Institute of Veterinary Pathology, Freie Universität Berlin, Berlin, Germany.
Sci Data. 2020 Nov 27;7(1):417. doi: 10.1038/s41597-020-00756-z.
Canine mammary carcinoma (CMC) has been used as a model to investigate the pathogenesis of human breast cancer and the same grading scheme is commonly used to assess tumor malignancy in both. One key component of this grading scheme is the density of mitotic figures (MF). Current publicly available datasets on human breast cancer only provide annotations for small subsets of whole slide images (WSIs). We present a novel dataset of 21 WSIs of CMC completely annotated for MF. For this, a pathologist screened all WSIs for potential MF and structures with a similar appearance. A second expert blindly assigned labels, and for non-matching labels, a third expert assigned the final labels. Additionally, we used machine learning to identify previously undetected MF. Finally, we performed representation learning and two-dimensional projection to further increase the consistency of the annotations. Our dataset consists of 13,907 MF and 36,379 hard negatives. We achieved a mean F1-score of 0.791 on the test set and of up to 0.696 on a human breast cancer dataset.
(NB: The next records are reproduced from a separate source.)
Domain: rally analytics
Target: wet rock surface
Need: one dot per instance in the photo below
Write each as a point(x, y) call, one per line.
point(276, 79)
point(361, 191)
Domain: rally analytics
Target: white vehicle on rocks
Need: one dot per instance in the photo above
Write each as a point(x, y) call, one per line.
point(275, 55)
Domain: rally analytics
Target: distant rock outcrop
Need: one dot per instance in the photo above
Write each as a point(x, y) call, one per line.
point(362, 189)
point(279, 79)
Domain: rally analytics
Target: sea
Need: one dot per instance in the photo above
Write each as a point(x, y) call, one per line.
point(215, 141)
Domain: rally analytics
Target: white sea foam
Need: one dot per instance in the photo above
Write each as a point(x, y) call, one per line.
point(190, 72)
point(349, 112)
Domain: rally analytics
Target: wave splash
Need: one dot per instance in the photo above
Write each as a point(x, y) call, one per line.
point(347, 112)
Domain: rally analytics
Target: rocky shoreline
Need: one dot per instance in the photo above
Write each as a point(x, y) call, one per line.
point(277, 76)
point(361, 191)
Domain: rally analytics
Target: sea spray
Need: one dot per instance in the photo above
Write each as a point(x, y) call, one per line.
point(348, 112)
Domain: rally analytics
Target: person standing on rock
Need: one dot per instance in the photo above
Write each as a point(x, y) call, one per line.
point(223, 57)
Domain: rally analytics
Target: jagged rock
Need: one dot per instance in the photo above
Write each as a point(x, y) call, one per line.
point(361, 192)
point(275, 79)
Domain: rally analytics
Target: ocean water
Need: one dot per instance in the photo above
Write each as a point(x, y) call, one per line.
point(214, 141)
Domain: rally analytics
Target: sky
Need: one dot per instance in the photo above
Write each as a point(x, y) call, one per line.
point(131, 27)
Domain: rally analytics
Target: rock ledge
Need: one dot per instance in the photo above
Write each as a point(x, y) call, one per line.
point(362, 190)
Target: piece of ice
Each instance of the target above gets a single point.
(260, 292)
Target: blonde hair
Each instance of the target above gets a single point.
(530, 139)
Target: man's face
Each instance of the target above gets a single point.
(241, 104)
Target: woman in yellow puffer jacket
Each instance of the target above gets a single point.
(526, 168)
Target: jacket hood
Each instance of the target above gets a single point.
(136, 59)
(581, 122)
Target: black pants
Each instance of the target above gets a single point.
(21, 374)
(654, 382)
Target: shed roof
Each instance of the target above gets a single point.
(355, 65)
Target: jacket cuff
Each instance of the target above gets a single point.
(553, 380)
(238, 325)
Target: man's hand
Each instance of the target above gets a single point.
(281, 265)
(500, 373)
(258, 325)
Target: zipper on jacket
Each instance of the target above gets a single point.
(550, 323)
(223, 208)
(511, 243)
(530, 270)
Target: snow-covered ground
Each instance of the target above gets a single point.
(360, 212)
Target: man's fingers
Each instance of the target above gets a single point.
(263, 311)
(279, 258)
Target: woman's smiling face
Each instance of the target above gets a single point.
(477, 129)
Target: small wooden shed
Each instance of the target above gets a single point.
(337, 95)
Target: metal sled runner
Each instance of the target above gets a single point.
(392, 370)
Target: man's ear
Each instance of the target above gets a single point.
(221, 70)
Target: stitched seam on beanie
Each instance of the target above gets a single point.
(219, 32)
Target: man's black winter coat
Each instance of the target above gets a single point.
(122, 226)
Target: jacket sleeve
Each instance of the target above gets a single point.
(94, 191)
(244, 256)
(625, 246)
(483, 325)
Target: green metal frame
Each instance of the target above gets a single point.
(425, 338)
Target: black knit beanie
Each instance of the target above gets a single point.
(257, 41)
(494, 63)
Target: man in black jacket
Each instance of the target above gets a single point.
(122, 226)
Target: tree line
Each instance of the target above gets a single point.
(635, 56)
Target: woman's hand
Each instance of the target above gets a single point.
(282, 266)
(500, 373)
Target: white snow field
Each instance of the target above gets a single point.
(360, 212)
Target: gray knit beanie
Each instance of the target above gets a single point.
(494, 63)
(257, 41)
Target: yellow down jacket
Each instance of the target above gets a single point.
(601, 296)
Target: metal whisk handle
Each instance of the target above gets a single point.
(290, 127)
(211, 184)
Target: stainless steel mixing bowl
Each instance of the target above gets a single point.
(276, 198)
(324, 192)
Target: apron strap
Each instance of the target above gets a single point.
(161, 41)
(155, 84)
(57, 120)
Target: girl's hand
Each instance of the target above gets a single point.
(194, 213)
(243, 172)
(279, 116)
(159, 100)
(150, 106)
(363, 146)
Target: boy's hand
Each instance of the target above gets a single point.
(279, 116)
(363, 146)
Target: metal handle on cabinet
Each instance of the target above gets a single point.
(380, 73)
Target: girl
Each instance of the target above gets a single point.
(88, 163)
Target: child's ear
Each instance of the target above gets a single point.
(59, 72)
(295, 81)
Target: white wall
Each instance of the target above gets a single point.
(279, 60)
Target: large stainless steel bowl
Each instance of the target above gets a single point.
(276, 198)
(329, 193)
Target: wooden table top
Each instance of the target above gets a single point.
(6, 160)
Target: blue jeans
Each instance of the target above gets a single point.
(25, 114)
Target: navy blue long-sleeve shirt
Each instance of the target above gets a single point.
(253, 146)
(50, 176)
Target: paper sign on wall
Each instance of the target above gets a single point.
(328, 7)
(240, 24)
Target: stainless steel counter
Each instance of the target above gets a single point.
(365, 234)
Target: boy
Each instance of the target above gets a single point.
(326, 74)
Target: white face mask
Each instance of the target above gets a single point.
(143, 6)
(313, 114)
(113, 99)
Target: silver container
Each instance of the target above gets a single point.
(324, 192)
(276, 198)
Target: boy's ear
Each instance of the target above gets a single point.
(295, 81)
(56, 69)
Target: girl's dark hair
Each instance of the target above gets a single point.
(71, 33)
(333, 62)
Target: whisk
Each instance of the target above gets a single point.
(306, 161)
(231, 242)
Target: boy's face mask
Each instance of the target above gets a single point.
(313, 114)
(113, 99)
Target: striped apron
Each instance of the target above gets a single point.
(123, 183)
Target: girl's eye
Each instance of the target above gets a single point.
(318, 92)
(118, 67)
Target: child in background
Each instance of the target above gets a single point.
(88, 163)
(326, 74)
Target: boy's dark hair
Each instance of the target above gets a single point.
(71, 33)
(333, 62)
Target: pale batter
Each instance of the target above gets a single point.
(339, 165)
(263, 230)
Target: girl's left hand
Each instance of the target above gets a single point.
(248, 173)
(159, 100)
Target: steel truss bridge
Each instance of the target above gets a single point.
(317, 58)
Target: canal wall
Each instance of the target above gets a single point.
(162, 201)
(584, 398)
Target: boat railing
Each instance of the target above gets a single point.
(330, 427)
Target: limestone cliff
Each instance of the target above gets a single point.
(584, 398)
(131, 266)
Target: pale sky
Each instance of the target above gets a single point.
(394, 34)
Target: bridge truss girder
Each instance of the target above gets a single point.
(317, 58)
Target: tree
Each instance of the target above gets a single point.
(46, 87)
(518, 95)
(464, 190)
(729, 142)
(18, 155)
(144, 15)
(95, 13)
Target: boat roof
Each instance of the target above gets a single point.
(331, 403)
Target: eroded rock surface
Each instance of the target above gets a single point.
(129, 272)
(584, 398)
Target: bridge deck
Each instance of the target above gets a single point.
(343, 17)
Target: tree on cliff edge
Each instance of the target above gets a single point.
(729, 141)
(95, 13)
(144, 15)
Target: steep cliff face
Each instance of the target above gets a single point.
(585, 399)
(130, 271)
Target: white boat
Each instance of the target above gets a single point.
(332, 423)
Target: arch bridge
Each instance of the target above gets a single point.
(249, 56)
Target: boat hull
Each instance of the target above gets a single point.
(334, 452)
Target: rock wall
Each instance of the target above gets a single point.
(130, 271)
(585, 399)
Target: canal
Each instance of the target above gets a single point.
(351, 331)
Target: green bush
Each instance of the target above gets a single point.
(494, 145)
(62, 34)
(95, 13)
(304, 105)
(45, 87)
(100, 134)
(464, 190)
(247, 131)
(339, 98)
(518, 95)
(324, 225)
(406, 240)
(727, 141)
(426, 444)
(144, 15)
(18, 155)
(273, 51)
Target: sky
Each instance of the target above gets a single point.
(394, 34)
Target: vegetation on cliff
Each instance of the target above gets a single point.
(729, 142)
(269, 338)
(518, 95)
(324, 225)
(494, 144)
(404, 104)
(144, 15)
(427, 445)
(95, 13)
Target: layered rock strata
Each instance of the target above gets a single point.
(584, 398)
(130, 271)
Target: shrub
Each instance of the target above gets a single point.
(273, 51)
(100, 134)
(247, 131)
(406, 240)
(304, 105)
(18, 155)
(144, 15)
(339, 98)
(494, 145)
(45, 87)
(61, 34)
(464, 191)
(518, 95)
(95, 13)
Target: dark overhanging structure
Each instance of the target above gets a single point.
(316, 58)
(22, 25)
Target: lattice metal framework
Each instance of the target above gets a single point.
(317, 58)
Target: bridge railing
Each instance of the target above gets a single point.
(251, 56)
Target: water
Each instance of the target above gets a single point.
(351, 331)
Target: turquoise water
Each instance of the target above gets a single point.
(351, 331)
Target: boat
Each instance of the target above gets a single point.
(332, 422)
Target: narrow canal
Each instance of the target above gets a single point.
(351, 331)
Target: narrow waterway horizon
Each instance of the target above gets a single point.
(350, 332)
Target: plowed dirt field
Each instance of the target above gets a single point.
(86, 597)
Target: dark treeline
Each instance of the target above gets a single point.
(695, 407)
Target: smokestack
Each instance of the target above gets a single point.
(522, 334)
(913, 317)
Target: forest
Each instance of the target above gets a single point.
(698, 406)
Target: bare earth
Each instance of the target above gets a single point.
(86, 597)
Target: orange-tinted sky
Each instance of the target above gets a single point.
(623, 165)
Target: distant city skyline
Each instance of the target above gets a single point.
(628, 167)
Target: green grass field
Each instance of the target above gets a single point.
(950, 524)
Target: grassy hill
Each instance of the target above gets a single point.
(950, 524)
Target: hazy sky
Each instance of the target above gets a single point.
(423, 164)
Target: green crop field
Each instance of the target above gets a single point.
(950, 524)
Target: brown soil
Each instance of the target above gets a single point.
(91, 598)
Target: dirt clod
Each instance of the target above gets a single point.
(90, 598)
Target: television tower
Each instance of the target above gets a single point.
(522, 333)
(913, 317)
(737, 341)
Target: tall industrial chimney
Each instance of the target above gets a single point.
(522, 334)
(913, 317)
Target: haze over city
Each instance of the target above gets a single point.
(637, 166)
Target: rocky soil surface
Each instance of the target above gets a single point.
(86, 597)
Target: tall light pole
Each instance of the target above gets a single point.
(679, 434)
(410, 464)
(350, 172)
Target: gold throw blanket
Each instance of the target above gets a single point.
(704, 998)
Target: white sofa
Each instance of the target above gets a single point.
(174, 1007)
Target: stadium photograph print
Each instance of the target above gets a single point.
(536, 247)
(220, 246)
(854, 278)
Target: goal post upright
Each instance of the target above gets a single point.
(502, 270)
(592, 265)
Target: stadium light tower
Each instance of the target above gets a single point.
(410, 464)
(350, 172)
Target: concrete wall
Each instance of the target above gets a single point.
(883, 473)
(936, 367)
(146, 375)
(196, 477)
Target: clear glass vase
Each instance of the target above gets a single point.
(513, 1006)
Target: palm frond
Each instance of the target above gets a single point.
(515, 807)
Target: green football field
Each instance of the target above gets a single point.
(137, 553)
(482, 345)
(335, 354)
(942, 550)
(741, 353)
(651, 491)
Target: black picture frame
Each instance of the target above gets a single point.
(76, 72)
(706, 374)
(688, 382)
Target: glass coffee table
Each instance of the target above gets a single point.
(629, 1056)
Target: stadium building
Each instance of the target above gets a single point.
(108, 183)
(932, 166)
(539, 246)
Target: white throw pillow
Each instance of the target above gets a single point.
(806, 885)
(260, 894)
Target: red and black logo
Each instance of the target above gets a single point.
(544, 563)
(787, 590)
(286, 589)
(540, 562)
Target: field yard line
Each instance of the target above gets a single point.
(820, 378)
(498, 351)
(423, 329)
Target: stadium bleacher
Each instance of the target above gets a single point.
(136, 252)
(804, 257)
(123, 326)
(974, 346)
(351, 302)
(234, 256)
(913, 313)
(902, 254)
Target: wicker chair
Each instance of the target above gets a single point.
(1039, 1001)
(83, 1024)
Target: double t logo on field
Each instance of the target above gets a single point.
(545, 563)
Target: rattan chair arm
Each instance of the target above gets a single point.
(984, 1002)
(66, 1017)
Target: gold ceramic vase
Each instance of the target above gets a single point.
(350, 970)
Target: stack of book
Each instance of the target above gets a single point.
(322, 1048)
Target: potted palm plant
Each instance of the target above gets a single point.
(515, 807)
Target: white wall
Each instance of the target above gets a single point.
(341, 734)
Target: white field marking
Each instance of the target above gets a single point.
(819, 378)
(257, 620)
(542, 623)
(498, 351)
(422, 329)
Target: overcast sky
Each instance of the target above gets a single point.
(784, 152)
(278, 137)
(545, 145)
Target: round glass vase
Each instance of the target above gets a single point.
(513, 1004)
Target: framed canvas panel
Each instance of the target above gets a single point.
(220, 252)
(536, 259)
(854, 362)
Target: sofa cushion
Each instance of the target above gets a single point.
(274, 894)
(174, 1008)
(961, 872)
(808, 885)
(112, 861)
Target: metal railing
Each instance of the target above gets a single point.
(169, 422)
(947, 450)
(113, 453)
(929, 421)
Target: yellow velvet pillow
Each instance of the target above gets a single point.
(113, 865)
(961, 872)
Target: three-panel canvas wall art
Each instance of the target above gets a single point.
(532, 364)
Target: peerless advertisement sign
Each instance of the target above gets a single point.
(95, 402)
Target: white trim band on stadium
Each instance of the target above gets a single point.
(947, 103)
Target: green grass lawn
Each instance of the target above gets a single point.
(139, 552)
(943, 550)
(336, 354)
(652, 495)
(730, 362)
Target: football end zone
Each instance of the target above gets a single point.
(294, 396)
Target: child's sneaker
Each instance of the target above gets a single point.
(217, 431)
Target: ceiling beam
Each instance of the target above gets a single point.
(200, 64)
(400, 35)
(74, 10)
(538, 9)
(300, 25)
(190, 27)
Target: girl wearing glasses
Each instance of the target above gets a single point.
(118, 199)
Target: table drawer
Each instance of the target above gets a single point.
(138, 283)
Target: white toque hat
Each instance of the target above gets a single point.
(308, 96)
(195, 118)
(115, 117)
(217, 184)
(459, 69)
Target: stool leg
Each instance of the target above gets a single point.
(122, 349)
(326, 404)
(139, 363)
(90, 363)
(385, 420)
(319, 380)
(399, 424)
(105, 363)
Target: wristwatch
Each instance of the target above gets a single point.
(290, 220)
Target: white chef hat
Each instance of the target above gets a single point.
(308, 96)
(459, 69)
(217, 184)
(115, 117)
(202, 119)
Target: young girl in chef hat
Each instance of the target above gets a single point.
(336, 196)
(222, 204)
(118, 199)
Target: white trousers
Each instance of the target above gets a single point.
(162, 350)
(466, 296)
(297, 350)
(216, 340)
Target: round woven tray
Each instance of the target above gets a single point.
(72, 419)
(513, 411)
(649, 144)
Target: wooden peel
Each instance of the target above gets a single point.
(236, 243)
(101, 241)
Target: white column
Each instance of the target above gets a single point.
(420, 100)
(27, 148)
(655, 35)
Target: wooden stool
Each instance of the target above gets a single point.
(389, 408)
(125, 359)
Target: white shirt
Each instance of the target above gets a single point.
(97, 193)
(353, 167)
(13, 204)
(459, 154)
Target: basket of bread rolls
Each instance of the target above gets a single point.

犬乳腺肿瘤(CMC)已被用作研究人类乳腺癌发病机制的模型,并且通常使用相同的分级方案来评估两者的肿瘤恶性程度。该分级方案的一个关键组成部分是有丝分裂象(MF)的密度。当前公开可用的人类乳腺癌数据集仅为全切片图像(WSIs)的小子集提供注释。我们展示了一个包含21个CMC全切片图像的新数据集,这些图像已针对MF进行了完全注释。为此,一名病理学家对所有全切片图像进行筛查,以寻找潜在的有丝分裂象和外观相似的结构。另一位专家盲目地分配标签,对于不匹配的标签,第三位专家分配最终标签。此外,我们使用机器学习来识别先前未检测到的有丝分裂象。最后,我们进行了表征学习和二维投影,以进一步提高注释的一致性。我们的数据集包含13,907个有丝分裂象和36,379个硬阴性样本。我们在测试集上的平均F1分数为0.791,在人类乳腺癌数据集上高达0.696。